Mais qu’en est-il aujourd’hui ?

Si la démocratie semble essoufflée aujourd’hui n’est-ce pas aussi parce qu’elle a du mal à s’implanter dans nos organisations et plus particulièrement dans nos entreprises ?

Nous essayons dans cette note de décliner la démocratie au niveau des entreprises bancaires. Les banques sont-elles organisées de manière démocratique ?

Quand l’essoufflement démocratique se constate aussi en entreprises : l’exemple des banques européennes, un modèle instructif

Nous avons appliqué notre modèle à 12 grandes banques européennes. L’étude porte sur la période 2006 à 2016.

Résultats

Performance par partie prenante

Pas d’équilibre entre les parties prenantes

Comme indiqué dans la figure précédente, aucune des banques étudiées n’a assuré l’équilibre entre toutes les parties prenantes. Nos résultats montrent que la plupart des banques accordent une priorité élevée à la société civile (avec une performance moyenne de 50%) et une priorité moindre aux actionnaires (avec une performance moyenne de 37%). Cela peut s’expliquer par les efforts des banques européennes pour concilier les objectifs sociaux et économiques. Cependant, cet effort reste insuffisant.

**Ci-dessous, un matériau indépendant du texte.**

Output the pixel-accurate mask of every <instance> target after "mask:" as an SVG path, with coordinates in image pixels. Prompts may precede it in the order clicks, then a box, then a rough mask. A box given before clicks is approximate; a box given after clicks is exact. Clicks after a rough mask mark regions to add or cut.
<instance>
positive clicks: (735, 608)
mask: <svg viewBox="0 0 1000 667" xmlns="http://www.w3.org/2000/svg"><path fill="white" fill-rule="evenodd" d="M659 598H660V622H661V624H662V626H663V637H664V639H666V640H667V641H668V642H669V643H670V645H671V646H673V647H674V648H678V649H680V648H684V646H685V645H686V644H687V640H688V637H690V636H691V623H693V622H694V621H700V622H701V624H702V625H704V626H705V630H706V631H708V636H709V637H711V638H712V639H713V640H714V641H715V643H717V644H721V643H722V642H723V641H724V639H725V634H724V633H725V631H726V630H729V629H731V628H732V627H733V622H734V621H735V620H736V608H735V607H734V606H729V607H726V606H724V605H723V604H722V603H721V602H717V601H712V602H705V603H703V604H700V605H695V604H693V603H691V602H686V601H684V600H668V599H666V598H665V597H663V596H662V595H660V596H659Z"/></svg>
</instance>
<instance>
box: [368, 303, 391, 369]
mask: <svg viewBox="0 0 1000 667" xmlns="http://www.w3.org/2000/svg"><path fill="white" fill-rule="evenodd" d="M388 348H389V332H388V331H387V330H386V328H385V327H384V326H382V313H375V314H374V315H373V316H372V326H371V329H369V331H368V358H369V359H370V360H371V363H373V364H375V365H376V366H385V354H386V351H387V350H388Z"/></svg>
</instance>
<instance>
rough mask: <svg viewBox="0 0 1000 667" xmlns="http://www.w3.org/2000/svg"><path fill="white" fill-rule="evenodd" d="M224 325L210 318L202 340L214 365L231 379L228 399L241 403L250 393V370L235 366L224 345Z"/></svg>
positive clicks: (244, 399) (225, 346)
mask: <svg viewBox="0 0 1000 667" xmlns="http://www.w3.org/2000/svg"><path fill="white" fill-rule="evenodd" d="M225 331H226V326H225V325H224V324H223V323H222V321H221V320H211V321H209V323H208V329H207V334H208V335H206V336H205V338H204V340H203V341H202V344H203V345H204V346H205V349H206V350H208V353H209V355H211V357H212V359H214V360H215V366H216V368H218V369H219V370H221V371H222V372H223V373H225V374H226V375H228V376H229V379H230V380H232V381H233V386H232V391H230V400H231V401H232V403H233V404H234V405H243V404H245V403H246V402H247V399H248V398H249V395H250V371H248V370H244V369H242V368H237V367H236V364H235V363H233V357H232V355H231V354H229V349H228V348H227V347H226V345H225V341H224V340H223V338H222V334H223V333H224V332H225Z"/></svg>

En revanche, en moyenne, le niveau d’utilité des clients et des employés est le plus bas parmi ceux des autres parties prenantes. Selon Chakrabarty (2004), les frais bancaires et les taux d’intérêt déterminent la satisfaction globale des clients. La baisse de la satisfaction des clients coïncide en effet avec l’augmentation des commissions et des intérêts sur les prêts. Cela peut expliquer le faible score des clients. Plusieurs banques européennes tentent de réduire les coûts en réduisant le personnel, les contrats CDI et les salaires, ce qui pourrait expliquer le faible score des employés. De l’autre côté, la performance post-crise des régulateurs a légèrement augmenté, probablement en raison d’une prise de conscience accrue du rôle des régulateurs. Il est clair que la performance des managers varient considérablement d’une année à l’autre pour la majorité des banques examinées. Ceci est probablement dû aux énormes variations de la rémunération, notamment en matière de primes versées aux managers. La récompense des managers s’exprime généralement en termes de réalisation d’objectifs de performance préétablis.

Une démocratie d’entreprise à construire

Les résultats montrent un déséquilibre entre l’utilité des différentes parties prenantes. Des progrès restent donc à réaliser afin d’améliorer la satisfaction des parties prenantes et par conséquence le jeu démocratique par une meilleure reconnaissance de l’utilité de chacun au sein des structures productives. L’approfondissement de l’approche RSE semble une voie prometteuse. Les banques dont la prospérité dépend d’institutions démocratiques devraient réévaluer leurs décisions stratégiques afin de déterminer si, de quelque manière que ce soit, elles sont en train de saper ces institutions.

Il ne s’agit pas seulement de conformité réglementaire (Hard Law), comme le respect des sanctions ou des lois sur le blanchiment d’argent, il s’agit de penser à l’avenir avec une perspective socialement responsable et un souci profond de la démocratie et de la justice. La véritable RSE est par définition volontaire. La Soft Law est un outil fécond pour assurer son respect. Un choix qui vient de l’intérieur de l’entreprise, lié à ses convictions et à ses engagements, et généralement plus efficace qu’une obligation rigide imposée de l’extérieur.